The Worlds of André Maurois. By Jack Kolbert. Susquehanna University Press and Associated University Presses. $34.50.

The year 1985 was the hundredth anniversary of the birth of André Maurois, and appropriately, near the end of that year, Professor Jack Kolbert published the most thorough book so far on that author on whom he had been working since 1963. If a relatively literate Anglo-Saxon were asked to name some French authors, he would probably answer: Balzac, Hugo, Maupassant, Anatole France, and he might even add Maurois and Proust. In France, Maurois’ birthday was celebrated with proper respect and particularly by the sedate Revue des Deux Mondes which produced a special number, but a glance at any history of contemporary French literature will disclose the fact that Maurois is no longer highly regarded as a literary figure, if, indeed, he is mentioned at all. Maurois wrote novels, histories, literary criticism, even a play, and he would have liked to be known today as a great novelist. Yet he spent the largest part of his unbounded energy on biography and, as Kolbert says, “few would refuse André Maurois the title of the greatest biographer of our time.” Unfortunately for Maurois’ literary fame, biography is seldom recognized as a literary genre.

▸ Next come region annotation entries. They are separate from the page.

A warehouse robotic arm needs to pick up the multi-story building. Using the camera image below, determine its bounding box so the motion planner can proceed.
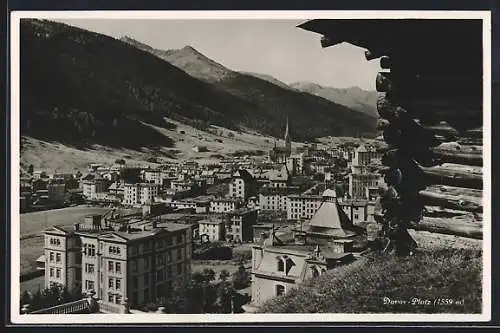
[340,199,375,224]
[225,208,258,242]
[349,145,382,199]
[82,177,106,200]
[170,180,193,192]
[269,118,292,164]
[266,165,290,187]
[244,193,355,311]
[259,187,288,212]
[144,169,163,185]
[44,226,82,291]
[209,198,241,213]
[286,194,323,220]
[123,183,159,206]
[198,218,226,242]
[229,170,257,200]
[45,216,192,306]
[47,179,66,204]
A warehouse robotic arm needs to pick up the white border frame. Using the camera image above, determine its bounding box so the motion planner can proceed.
[10,11,492,324]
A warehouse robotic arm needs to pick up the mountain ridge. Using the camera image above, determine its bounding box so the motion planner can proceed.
[290,81,378,118]
[20,19,374,157]
[120,35,375,139]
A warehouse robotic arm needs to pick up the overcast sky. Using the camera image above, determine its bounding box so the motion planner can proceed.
[58,19,379,90]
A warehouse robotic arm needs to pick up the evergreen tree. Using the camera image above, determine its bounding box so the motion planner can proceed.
[233,261,251,290]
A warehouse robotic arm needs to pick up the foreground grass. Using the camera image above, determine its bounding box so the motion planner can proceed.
[260,249,482,313]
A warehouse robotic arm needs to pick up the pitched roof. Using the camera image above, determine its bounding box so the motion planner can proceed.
[233,169,253,181]
[309,200,355,237]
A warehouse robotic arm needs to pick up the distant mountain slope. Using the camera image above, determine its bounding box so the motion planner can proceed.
[20,19,375,149]
[290,82,378,117]
[240,72,295,90]
[21,19,256,148]
[121,37,375,140]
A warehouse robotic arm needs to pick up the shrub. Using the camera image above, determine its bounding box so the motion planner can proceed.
[260,249,482,313]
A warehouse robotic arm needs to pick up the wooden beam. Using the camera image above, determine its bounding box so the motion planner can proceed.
[377,93,483,130]
[421,164,483,189]
[365,50,385,61]
[410,217,483,239]
[419,190,483,213]
[375,69,483,95]
[430,142,483,166]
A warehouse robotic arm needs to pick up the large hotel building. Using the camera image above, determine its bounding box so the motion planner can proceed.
[45,215,192,306]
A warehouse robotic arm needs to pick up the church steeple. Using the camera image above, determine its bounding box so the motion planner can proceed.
[285,117,292,149]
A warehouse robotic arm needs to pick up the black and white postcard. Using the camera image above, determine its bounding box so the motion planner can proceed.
[10,11,492,324]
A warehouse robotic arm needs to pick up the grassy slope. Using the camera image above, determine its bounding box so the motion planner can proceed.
[260,249,482,313]
[122,38,375,140]
[21,114,299,172]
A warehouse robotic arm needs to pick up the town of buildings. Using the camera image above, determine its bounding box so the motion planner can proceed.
[21,120,380,311]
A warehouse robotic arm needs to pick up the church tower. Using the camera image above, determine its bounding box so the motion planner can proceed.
[285,117,292,153]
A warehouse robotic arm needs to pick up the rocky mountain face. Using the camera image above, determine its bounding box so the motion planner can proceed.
[121,37,375,140]
[290,82,378,117]
[20,19,375,152]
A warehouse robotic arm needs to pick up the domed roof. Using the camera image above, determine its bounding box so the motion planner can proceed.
[356,145,368,153]
[323,188,337,198]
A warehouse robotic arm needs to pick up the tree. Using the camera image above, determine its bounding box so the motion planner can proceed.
[203,268,215,283]
[20,290,33,307]
[219,269,231,282]
[233,262,251,290]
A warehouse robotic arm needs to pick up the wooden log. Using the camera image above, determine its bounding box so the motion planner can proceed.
[423,206,482,223]
[321,36,343,48]
[380,56,392,69]
[431,142,483,166]
[419,190,483,213]
[421,164,483,189]
[365,50,385,61]
[377,94,483,134]
[410,217,483,239]
[375,69,483,96]
[425,185,483,198]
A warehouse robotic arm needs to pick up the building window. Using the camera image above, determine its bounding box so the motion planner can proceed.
[276,284,285,296]
[278,258,285,272]
[85,280,94,290]
[85,264,95,273]
[134,276,139,288]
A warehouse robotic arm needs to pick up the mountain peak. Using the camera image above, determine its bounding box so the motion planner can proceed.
[119,35,153,50]
[181,45,201,54]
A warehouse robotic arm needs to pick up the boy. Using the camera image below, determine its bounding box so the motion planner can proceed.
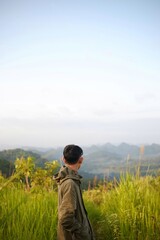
[55,145,94,240]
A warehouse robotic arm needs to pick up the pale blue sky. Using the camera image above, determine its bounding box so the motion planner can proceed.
[0,0,160,147]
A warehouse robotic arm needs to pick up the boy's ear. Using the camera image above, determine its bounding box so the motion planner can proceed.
[78,157,83,164]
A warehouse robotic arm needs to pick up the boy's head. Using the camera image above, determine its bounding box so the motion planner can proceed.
[63,144,83,165]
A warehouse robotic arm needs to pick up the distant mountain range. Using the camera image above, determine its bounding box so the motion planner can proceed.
[23,143,160,176]
[0,143,160,177]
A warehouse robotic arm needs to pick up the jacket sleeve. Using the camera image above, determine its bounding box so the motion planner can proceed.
[59,180,82,232]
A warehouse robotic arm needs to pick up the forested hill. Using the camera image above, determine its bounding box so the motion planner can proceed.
[0,148,47,176]
[26,143,160,177]
[0,143,160,178]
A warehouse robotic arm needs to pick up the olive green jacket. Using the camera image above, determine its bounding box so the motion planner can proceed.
[55,166,95,240]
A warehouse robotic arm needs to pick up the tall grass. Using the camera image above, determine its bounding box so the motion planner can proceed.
[0,174,160,240]
[85,174,160,240]
[0,188,57,240]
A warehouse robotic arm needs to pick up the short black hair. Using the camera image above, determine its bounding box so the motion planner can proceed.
[63,144,83,165]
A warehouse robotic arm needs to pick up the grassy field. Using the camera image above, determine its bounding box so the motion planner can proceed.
[0,174,160,240]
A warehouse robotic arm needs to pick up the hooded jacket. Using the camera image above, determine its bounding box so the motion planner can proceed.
[55,166,94,240]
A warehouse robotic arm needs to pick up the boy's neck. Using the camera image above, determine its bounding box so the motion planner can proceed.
[65,164,79,172]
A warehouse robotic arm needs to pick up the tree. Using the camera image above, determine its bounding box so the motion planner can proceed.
[15,157,35,191]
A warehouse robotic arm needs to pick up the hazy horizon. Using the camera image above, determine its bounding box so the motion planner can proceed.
[0,0,160,147]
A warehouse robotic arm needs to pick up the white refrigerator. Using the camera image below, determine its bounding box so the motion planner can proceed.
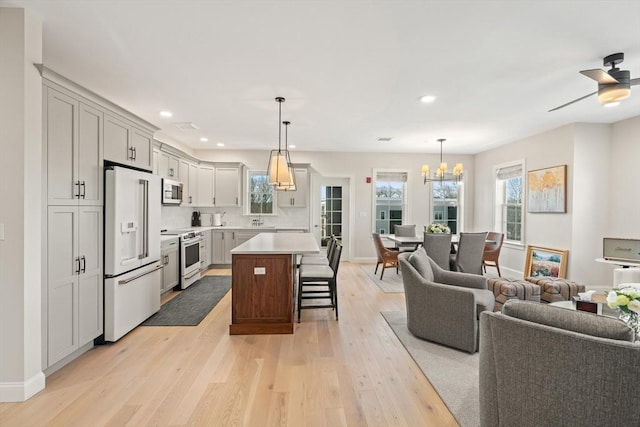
[104,166,162,342]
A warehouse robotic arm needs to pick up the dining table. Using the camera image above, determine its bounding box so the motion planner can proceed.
[380,234,495,253]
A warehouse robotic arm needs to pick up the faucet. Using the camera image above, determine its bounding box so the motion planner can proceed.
[251,214,264,227]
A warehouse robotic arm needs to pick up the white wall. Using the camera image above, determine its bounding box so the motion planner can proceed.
[194,150,474,261]
[474,116,640,289]
[0,8,44,401]
[474,125,574,277]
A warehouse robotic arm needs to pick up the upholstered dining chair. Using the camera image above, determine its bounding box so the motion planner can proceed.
[449,232,487,275]
[371,233,398,280]
[482,231,504,277]
[393,224,419,252]
[422,232,451,270]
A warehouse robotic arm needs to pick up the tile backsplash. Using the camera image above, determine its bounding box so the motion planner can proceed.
[160,206,309,229]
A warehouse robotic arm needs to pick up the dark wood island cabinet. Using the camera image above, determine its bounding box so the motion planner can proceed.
[229,233,319,335]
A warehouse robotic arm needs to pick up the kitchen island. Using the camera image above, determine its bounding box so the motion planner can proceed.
[229,233,320,335]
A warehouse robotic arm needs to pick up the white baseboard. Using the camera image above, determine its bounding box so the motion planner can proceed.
[0,372,45,402]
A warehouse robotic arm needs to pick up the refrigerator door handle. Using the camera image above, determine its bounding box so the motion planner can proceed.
[138,179,149,259]
[118,264,164,285]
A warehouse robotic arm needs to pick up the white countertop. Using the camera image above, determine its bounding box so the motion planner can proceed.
[185,225,309,232]
[160,234,178,243]
[231,233,320,255]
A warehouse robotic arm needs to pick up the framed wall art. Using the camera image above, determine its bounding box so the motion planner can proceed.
[527,165,567,213]
[524,245,569,278]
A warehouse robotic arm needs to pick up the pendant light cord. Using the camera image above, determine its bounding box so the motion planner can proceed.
[276,96,284,154]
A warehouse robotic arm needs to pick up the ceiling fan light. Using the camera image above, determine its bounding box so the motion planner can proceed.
[598,84,631,104]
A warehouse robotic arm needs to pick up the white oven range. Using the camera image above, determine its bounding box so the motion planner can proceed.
[161,230,203,289]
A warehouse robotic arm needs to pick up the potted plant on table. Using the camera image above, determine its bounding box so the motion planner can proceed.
[424,223,451,234]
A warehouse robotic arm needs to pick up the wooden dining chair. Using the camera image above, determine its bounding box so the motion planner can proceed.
[422,231,451,270]
[449,232,487,275]
[482,231,504,277]
[393,224,420,252]
[371,233,399,280]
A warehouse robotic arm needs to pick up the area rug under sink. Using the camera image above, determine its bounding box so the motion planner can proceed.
[142,276,231,326]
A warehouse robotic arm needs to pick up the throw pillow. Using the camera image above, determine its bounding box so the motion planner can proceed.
[409,248,433,282]
[502,300,635,341]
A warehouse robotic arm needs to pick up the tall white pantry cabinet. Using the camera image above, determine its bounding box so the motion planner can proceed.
[42,69,158,372]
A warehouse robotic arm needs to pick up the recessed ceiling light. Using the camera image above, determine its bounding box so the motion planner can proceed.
[420,95,437,104]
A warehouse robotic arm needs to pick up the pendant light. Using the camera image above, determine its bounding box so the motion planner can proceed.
[420,138,464,184]
[267,96,294,189]
[274,120,296,191]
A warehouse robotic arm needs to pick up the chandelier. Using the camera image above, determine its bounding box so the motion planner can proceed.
[267,96,295,190]
[420,138,464,184]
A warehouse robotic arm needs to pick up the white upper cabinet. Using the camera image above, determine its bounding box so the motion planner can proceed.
[198,164,215,207]
[213,166,242,207]
[179,160,198,207]
[43,86,103,205]
[158,151,181,180]
[104,114,153,171]
[277,167,309,208]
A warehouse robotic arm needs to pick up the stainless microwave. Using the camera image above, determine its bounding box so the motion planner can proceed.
[162,178,183,205]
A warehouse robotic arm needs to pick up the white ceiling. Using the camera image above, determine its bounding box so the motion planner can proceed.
[0,0,640,154]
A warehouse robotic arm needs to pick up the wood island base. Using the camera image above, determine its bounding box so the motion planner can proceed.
[229,254,294,335]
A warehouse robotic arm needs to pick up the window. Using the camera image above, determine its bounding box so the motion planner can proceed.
[495,162,524,244]
[248,171,273,214]
[431,181,462,234]
[374,172,407,234]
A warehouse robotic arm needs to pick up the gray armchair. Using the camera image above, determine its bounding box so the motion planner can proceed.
[398,248,495,353]
[479,300,640,427]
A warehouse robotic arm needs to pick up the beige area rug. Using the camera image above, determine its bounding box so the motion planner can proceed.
[360,264,404,293]
[380,310,480,427]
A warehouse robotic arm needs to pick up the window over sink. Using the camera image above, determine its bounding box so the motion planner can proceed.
[247,171,274,215]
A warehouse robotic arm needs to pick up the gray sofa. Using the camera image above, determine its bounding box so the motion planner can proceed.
[479,300,640,427]
[398,248,495,353]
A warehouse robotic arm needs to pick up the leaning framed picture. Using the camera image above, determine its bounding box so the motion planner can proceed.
[524,245,569,278]
[527,165,567,213]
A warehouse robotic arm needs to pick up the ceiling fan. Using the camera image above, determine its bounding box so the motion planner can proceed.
[549,52,640,112]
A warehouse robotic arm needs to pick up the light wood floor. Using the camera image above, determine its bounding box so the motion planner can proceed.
[0,263,456,427]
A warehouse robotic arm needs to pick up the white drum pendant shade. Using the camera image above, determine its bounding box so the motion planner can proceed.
[267,150,292,187]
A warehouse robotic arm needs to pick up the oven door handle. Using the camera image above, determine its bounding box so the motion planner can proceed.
[184,270,200,280]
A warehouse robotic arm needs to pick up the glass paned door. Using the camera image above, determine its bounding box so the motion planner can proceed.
[320,185,343,247]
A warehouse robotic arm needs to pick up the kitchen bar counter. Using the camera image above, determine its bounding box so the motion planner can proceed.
[229,233,320,335]
[231,233,320,255]
[184,225,309,233]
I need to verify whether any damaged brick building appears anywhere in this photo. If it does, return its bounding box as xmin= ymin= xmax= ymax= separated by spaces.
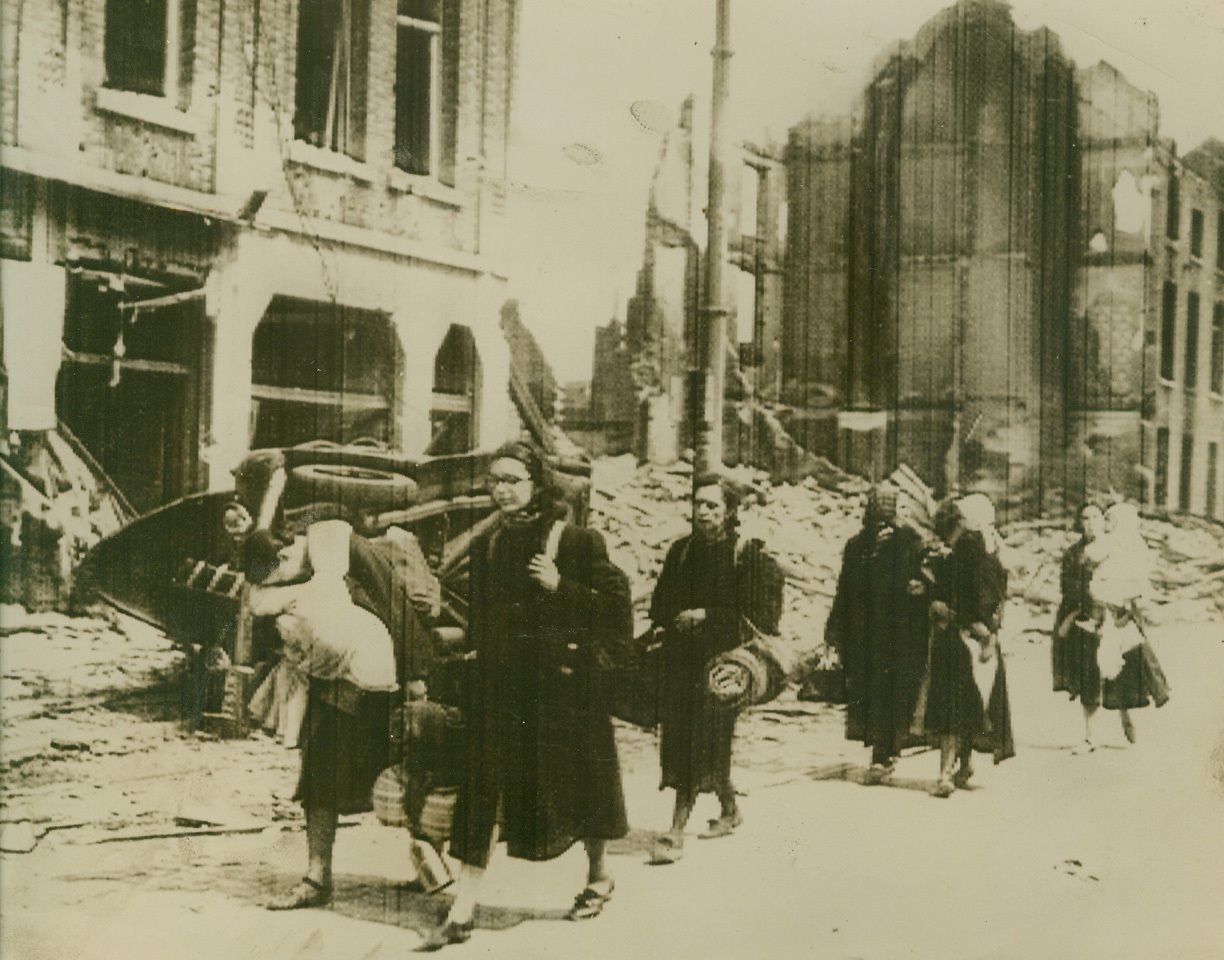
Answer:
xmin=782 ymin=0 xmax=1224 ymax=517
xmin=0 ymin=0 xmax=518 ymax=511
xmin=607 ymin=98 xmax=786 ymax=463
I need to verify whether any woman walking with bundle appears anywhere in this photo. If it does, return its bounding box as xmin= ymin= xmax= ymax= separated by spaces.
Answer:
xmin=1078 ymin=502 xmax=1169 ymax=753
xmin=417 ymin=442 xmax=633 ymax=951
xmin=913 ymin=493 xmax=1016 ymax=797
xmin=1050 ymin=502 xmax=1105 ymax=754
xmin=825 ymin=482 xmax=930 ymax=784
xmin=650 ymin=474 xmax=782 ymax=863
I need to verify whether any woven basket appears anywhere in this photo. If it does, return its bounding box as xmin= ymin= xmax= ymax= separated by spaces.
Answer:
xmin=370 ymin=767 xmax=408 ymax=827
xmin=415 ymin=787 xmax=455 ymax=846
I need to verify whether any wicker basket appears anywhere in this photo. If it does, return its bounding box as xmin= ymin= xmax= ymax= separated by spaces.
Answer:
xmin=415 ymin=787 xmax=455 ymax=846
xmin=370 ymin=767 xmax=408 ymax=827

Kolbert’s study is more than a biography; he has very consciously written a vie et æeuvres in the French tradition. The biographical section fills only one third of the book. The precocious son of a Jewish industrialist named Herzog, who had emigrated to Normandy from Alsace with all his personnel after the Franco-Prussian war, the future André Maurois grew up in Elbeuf and received his education in Rouen and Caen. He had literary ambitions, but he heeded the advice of his professor and mentor, the philosopher known to literature as Alain, and remained in the management of the family textile mill so as to experience life before writing. He was still there at 29 when the First World War suddenly emancipated him. Because he knew a word or two of English, the army made him a liaison officer with the British, and that inspired him to write his first work of fiction, Les Silences du colonel Bramble, a humorous but moving account of the British military in battle. It was an instant success and thrust into the limelight a new author named André Maurois, for the French military authorities would not allow him to use his real name. Although Maurois returned to the factory for another five years, he established residence also in Paris and gradually moved into the literary world. His interest in things English caused him to write Ariel, ou La Vie de Shelley, perhaps the best known but also the least scientific of all his biographical achievements. Presently his interest in the Anglo-Saxon world extended to the United States: he taught at Princeton, he was consulted by Roosevelt about world affairs, and then, because he was an outspoken anti-Hitler Jew, he took refuge in the United States during the Second World War. Eventually he served in the Free French Army in North Africa, after which he returned to a most honored position in France and wrote his major biographies, ending with his Prométhée, ou La Vie de Balzac, his greatest achievement finished when he turned 80.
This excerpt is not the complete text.